Pasó un minuto antes de que Sara sintiera que un sentimiento de culpa de hermana mayor la golpeaba como un martillo. Intentó combatirlo comiendo más helado, pero se le atascó en la garganta.
– Toma, eres como una niña grande. Le entregó la taza.
– Gracias -dijo Tessa en tono cariñoso-. Quizá luego podríamos comprar un poco más para después -sugirió-. ¿Podrías ir tú a buscarlo? No quiero que piensen que soy una glotona y, además -sonrió dulcemente, agitando las pestañas-, puede que el chaval del mostrador se haya enfadado conmigo.
– No me imagino por qué.
Tessa parpadeó con aire inocente.
– Algunas personas son muy sensibles.
Sara abrió la portezuela, contenta de tener una razón para salir del coche. Se había alejado un metro cuando Tessa bajó la ventanilla.
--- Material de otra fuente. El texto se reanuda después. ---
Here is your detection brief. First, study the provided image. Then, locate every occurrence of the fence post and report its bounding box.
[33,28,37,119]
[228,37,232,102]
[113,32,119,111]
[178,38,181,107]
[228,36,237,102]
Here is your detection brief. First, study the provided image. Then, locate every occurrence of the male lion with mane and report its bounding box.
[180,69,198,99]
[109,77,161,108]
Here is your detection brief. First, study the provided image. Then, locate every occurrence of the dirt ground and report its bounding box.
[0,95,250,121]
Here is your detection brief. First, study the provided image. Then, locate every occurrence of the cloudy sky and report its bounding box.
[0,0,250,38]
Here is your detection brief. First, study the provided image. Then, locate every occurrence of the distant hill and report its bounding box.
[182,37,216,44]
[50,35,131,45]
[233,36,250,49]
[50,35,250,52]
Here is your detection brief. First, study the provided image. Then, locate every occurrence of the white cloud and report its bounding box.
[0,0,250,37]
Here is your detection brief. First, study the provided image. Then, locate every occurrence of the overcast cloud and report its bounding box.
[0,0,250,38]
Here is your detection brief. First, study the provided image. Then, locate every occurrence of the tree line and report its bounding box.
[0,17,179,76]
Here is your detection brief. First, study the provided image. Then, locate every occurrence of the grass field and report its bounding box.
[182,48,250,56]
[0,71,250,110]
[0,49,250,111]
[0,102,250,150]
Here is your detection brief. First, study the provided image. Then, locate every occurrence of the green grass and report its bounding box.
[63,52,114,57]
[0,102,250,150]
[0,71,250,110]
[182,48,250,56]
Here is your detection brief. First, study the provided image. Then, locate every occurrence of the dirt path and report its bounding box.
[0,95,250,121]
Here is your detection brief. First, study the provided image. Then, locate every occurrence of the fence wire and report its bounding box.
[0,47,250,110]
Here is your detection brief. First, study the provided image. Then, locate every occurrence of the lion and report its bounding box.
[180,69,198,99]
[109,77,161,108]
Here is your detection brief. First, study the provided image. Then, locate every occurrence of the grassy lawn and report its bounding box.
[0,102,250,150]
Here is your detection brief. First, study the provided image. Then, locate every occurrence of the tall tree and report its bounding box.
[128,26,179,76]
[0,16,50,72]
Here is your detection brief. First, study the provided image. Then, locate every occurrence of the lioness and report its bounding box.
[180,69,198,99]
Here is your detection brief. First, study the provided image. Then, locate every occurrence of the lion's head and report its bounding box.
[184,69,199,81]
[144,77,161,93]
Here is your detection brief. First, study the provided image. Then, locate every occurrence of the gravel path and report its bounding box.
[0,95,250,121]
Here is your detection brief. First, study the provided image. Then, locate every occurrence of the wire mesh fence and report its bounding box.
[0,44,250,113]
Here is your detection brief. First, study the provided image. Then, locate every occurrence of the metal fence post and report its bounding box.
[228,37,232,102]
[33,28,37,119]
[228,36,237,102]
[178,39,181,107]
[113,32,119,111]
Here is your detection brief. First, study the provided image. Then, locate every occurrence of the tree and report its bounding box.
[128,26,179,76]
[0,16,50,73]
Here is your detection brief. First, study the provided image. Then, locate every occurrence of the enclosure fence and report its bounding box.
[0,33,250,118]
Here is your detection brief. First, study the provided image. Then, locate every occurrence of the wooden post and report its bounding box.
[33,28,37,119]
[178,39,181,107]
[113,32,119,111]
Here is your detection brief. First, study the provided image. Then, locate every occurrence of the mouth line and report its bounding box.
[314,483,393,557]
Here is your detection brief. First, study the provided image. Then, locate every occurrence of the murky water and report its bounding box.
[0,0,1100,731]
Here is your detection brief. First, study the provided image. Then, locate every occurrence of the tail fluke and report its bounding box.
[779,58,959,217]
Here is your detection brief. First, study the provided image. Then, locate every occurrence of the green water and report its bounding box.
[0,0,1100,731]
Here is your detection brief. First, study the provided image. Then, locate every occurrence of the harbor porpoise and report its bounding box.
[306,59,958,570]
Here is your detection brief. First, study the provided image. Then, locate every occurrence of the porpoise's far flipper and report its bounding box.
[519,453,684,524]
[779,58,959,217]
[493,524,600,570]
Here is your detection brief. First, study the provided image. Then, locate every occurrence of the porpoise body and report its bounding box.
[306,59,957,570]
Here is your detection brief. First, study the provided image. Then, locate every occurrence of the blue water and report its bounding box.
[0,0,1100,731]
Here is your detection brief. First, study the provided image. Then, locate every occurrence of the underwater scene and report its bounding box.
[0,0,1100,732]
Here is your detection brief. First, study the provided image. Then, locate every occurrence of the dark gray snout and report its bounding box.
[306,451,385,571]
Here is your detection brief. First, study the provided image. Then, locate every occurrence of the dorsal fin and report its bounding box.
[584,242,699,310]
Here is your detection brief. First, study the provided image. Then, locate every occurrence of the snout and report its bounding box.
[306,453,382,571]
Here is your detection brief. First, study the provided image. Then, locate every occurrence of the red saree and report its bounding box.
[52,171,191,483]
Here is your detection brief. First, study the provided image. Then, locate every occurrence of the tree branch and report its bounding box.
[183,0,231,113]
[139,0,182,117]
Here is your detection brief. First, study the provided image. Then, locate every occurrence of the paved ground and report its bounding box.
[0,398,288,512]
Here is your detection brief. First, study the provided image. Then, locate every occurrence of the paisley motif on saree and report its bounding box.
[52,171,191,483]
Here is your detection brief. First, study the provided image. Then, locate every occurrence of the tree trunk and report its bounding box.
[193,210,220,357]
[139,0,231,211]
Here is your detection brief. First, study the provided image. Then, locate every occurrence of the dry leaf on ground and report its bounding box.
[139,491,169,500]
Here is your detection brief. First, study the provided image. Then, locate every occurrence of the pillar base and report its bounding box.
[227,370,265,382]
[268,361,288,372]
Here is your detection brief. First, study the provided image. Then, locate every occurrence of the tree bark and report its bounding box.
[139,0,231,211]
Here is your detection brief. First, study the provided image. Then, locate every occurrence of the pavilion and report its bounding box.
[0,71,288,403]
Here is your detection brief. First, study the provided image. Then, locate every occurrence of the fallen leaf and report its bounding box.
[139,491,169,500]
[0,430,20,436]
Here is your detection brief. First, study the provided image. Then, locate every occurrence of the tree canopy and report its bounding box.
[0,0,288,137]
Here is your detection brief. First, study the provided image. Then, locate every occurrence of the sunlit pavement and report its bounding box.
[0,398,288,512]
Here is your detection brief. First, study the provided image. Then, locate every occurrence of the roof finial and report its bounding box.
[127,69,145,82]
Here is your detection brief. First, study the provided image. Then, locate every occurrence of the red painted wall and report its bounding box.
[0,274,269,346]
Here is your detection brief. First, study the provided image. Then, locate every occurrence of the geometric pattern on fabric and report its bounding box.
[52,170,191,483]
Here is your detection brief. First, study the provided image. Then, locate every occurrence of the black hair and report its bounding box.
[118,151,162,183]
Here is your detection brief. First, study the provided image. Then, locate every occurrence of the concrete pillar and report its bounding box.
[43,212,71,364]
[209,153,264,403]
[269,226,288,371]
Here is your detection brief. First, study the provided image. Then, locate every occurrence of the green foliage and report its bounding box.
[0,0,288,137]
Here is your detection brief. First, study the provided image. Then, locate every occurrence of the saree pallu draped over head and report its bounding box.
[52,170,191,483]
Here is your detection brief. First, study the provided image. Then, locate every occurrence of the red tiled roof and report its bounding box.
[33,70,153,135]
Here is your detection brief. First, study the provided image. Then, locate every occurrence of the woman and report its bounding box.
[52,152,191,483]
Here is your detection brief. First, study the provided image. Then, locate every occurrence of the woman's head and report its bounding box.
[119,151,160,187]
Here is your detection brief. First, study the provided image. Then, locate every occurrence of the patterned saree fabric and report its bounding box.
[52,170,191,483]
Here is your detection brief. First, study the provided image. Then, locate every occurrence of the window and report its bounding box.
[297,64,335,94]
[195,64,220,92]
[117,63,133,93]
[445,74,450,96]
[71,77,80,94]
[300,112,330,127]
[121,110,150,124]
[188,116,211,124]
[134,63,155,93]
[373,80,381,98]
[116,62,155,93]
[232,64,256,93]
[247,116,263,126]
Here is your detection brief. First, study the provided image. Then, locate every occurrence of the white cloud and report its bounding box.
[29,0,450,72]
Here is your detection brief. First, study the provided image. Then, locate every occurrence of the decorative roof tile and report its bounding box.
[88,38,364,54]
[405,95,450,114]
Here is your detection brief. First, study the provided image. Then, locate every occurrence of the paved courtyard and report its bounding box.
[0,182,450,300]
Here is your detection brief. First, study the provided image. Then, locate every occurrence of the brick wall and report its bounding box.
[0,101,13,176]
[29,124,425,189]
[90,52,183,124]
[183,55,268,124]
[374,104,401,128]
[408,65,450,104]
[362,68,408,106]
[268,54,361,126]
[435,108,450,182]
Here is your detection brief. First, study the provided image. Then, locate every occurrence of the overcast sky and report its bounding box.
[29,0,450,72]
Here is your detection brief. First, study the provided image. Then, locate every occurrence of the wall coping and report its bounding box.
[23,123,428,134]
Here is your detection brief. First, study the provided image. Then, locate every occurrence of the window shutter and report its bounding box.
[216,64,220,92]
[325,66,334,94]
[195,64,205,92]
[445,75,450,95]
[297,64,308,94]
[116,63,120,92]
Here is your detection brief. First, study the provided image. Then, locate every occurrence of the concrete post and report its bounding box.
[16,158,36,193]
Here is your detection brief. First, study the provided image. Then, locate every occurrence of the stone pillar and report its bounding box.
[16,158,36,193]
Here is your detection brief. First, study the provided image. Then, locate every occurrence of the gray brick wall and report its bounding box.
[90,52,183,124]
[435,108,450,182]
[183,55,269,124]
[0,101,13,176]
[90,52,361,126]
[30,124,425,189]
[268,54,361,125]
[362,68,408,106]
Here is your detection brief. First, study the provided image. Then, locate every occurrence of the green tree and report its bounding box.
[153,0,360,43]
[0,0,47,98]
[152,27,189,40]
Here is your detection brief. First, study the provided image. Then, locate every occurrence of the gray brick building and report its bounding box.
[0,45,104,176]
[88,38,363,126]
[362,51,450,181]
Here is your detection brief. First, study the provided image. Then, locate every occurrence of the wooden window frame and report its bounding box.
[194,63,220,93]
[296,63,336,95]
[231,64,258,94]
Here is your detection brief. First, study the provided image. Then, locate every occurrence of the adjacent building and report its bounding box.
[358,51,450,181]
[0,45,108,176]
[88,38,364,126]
– Lo sé -dijo Sara-. Extra de chocolate.
– Sí, pero espera un momento. -Tessa calló para poder lamer el helado que había en un lado de su teléfono móvil antes de sacarlo por la ventanilla-. Es Jeffrey.
Sara aparcó en un terraplén de grava, entre un coche de policía y el de Jeffrey, frunciendo el ceño al oír cómo la grava golpeaba el lateral del vehículo. La única razón por la que Sara cambió su descapotable de dos plazas por un modelo más grande había sido para poder instalar una sillita portabebés. Entre Tessa y los elementos, el BMW estaría hecho un asco antes de que naciera la criatura.
– ¿Es aquí? -preguntó Tessa.
– Sí.
Sara tiró del freno de mano y miró la cuenca seca del río que tenían delante. Georgia llevaba padeciendo sequía desde mediados de los noventa, y el enorme río que antaño fluía por el bosque como una serpiente rolliza e indolente no era más que un arroyo por donde circulaba un hilillo de agua. Sólo quedaba un lecho seco y agrietado, y el puente de cemento que quedaba a diez metros de altura parecía fuera de lugar, aunque Sara recordaba una época en que la gente pescaba allí.
– ¿Eso es el cadáver? -preguntó Tessa, al tiempo que señalaba a un grupo de hombres que formaban un semicírculo.
– Probablemente -respondió Sara, preguntándose si esos terrenos pertenecían a la universidad.